In Singapore any person who is convicted of a corruption offence can be fined up to $100,000 or sentenced to imprisonment of up to five years or to both. If the offence relates to a government contract or involves a Member of Parliament or a member of a public body, the term of imprisonment can be increased to seven years.
Besides the fine and imprisonment, a person convicted of a corruption offence will be ordered by the court to return the amount of the bribe he had accepted in the form of penalty. In addition, the court is also empowered to confiscate the property and pecuniary resources which a convicted person cannot satisfactorily account for.
The Singapore judiciary system has adopted a stern punishment policy against corruption offenders to serve as deterrence. This policy is clearly enunciated by the then Chief Justice Yong Pung How when delivering a verdict on a corruption punishment appeal case in 2002:
"I had no doubt that a more severe punishment was warranted to emphasise the courts' as well as society's disapproval and abhorrence of his actions which not only had the effect of bringing the public service of which he was an integral part into disrepute, but also gravely injures the impartial workings of our criminal justice system. To lightly condone the offence in the present case would no doubt undermine the efficacy of our public service as a whole, not only diminishing the public's trust in the country's law-enforcement agencies but also setting back the government's efforts at establishing Singapore in the international community as a safe and corruption-free city state."
Any officer involved in corruption is dealt with severely. A corrupt public officer may be charged in court if there is enough evidence to do so, or he may be dealt with through departmental disciplinary procedures if there is insufficient evidence for court prosecution.
A public officer charged in court for corruption will also lose his job and if he is pensionable, his pension and other benefits.

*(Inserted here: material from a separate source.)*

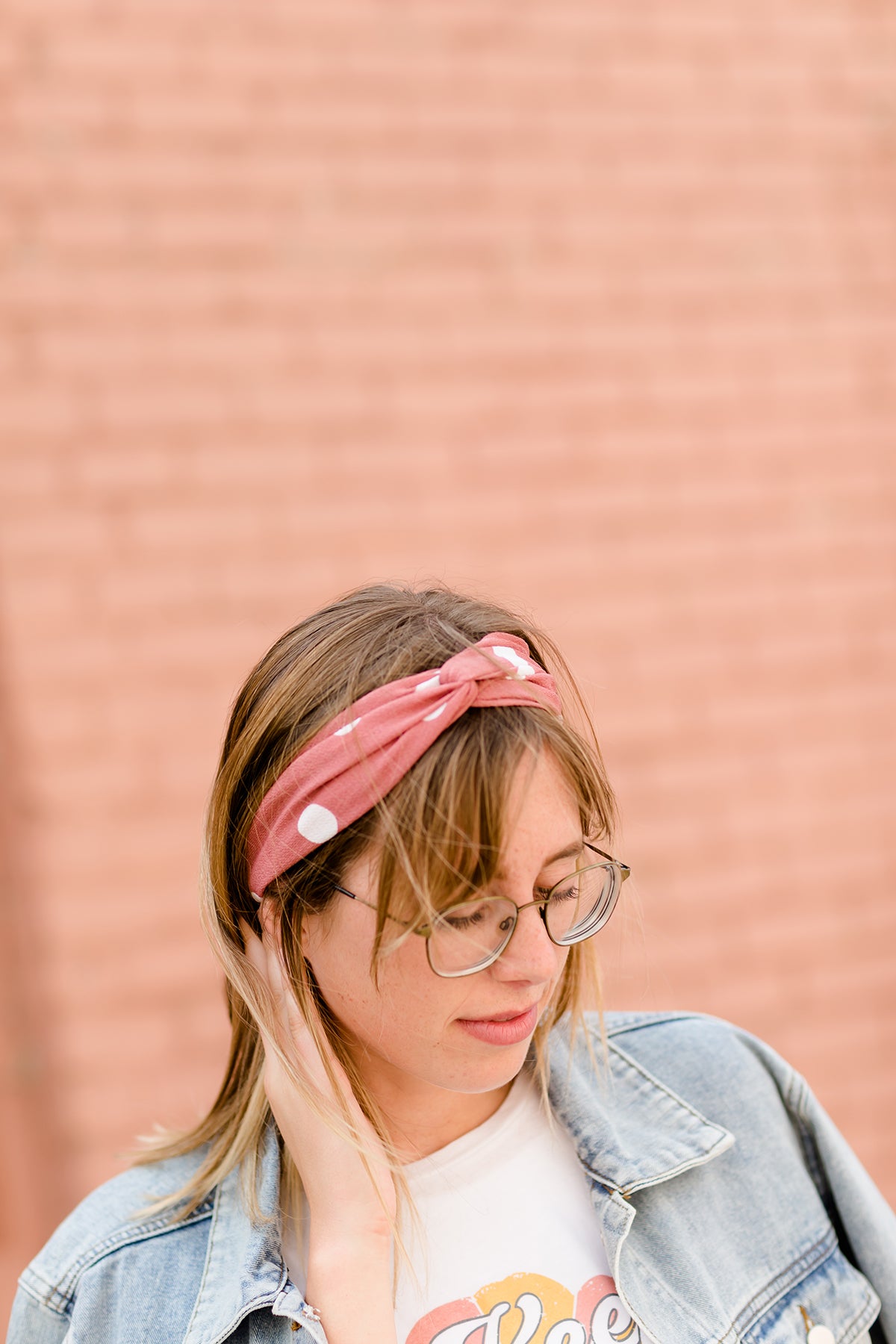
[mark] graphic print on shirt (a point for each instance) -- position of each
(531, 1310)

As for departmental disciplinary action, the punishment may include:
- dismissal from service
- reduction in rank
- stoppage or deferment of salary increment
- fine or reprimand
- retirement in public interest
Preventive Measures Against Corruption
Several administrative measures were taken to reduce the chances of public officers getting involved in corruption and wrongdoings. These measures included:
- replacing seconded police officers with permanent civilian investigators
- removing opportunity for corruption
- streamlining administrative procedures
- slashing down red tape
- reviewing public officers' salaries to ensure that they are paid adequately
- reminding government contractors at the time of signing that bribing public officers administering the contract can lead to termination of contract
The importance of administrative measures in the fight against corruption in Singapore was highlighted way back in 1973 in an article in the South China Post:
"Singapore's approach to the problem of corruption is, we are told, simply one of efficiency in administration. The theory is that there is no room for corruption which thrives much better in an inefficient administration in which there are plenty of loopholes for it to flourish unnoticed and unchecked, where there is scope of hoodwinking and beating the system. An efficient administration can only be run by people who are turned on by and, good at, efficiency; people who are thereby content rather than discontent, fulfilled rather than frustrated, dedicated rather than disloyal, satisfied rather than dissatisfied, uncorrupt rather than corrupt. By giving people their self-respect and enough money in their pockets - by restoring to them, if you like, their dignity and its corresponding integrity of purpose - they are more likely to regard corruption as beneath them and less likely to abandon their public and private consciences; less likely to sell their soul to the devil."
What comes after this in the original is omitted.